Illustration: Liu Rui/GT
At mid-day on August 4, I casually glimpsed into my half-full email inbox on my phone with the after-lunch stupor. A new email carrying two lines of red-lettered alert messages caught my attention. The email advised me that the Department of Home Affairs of Australia wanted to send me a letter of importance and requested me to confirm my email address. The sender's title, at the bottom of the email, contained words like "immigration" and "cancelation."
"Another email of some fraud spam," I chuckled while sipping my cup of Earl Grey tea. There had been plenty of such junk mails often starting with portentous warnings, only to extort payment later. However, intuition stopped me from deleting the message and on second thought I sent a reply to confirm my contact details, expecting a reply to tell me some melodramatic story.
Two days later, a formal notification of visa cancelation arrived early in the morning, informing me that my Australian visa, valid until October 2021, was canceled on July 31 on the grounds that I had been "assessed by the Australian Security Intelligence Organisation to be directly or indirectly a risk to security."
This was mind-bogglingly melodramatic.

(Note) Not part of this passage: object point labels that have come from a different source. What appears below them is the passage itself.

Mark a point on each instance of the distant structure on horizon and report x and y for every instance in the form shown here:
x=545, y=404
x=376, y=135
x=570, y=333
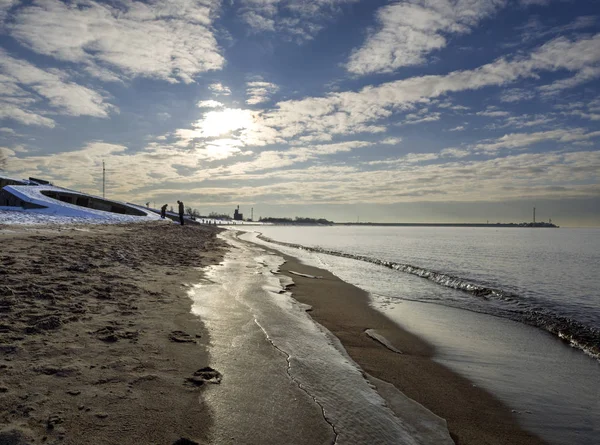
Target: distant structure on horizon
x=237, y=216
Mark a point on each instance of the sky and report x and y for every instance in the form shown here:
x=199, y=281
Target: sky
x=350, y=110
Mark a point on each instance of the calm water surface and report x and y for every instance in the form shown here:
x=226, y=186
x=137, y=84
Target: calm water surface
x=538, y=352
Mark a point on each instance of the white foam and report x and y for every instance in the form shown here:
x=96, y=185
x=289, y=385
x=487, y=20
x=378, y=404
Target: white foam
x=316, y=362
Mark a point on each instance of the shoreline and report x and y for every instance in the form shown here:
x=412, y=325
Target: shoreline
x=97, y=341
x=474, y=416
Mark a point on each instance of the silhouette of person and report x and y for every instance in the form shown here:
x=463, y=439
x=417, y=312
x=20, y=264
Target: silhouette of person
x=180, y=212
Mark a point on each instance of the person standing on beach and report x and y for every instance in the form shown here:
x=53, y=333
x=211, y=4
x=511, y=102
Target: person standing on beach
x=180, y=212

I almost decided to delete it as it was too incredulously irrational.
I started my career as a scholar of Australian Studies in 1987, with my MA and PhD dissertations on works by the Australian Nobel laureate Patrick White. Apart from publishing books, academic papers and translations of Australian literature, culture and society, I teach an annual average of 150 undergraduate and postgraduate students in subjects of Australian studies in my university and in an online MOOC course, where we have an annual attendance of 2,000 students from various universities across China to study aspects of Australia. I also run a national English language contest with Australia as the topic, attracting the best students from around 30 universities as contestants every year. I am one of the most outspoken advocates in China promoting better understanding of and friendship with Australia and the Australian people. Only to be deemed as a "risk to (Australia's) security?"
Chen Hong
I sent a letter in response to the Home Affairs notification, indicated expressly that I refused to accept that assessment and believed a gross mistake had been made regarding my relationship with Australia. I was willing to be contacted by the Australian authorities if further information would be required. The email went unanswered, to date.
Bilateral relations between China and Australia have now hit an unprecedented low, with the context of the Trump administration of the US waging a ferocious campaign against China and Chinese nationals. Washington's persecution of Chinese scholars and journalists has already been ravaging the normal and mutually beneficial academic, education and cultural exchanges between the US and China. Now, Australia, as the self-proclaimed deputy sheriff for America in the Asia Pacific, is picking up steps to tag along.
It has been reported that on June 26, four Chinese journalists' residences were roughly and brutally raided by the Australian Federal Police coordinated by the Australian Security Intelligence Organisation. Their personal belongings were impounded, starkly shedding Australia's self-painted veneer of rule of law. Those who sympathize with China and dare to speak out the truth about China are being intimidated with the marked aim to hush them into submissive silence.
Over the years I have been a frequent commentator taking interviews and publishing opinion pieces across Chinese and international media about China-Australia relations. Some of my perspectives are critical of Canberra's China policy, but any close reading would reveal that the true message has been to eliminate misunderstanding and push for improvement of the bilateral relations. If the Australian authorities are scared of such candid opinions, how could Australia be a mature nation with a confident global outlook?
Maturity and independence lie in the confidence to face up to forthright but well-intentioned criticism, not heavy-handedness and thuggish intimidation which would only reveal paranoid and faintness, or "fear and greed" in the words of a former Australian prime minister. However, as A. A. Phillips, an Australian literary critic, said wisely in his famous essay on Australia's cultural diffidence, "The opposite of the Cringe is not the Strut, but a relaxed erectness of carriage."
To date, the prospect for me to reclaim my Australian visa seems more and more remote. Being an optimist in nature, I look forward to a more positive and constructive mind-set in Canberra, which is the key to bringing the bilateral relations out of its nadir to the right track.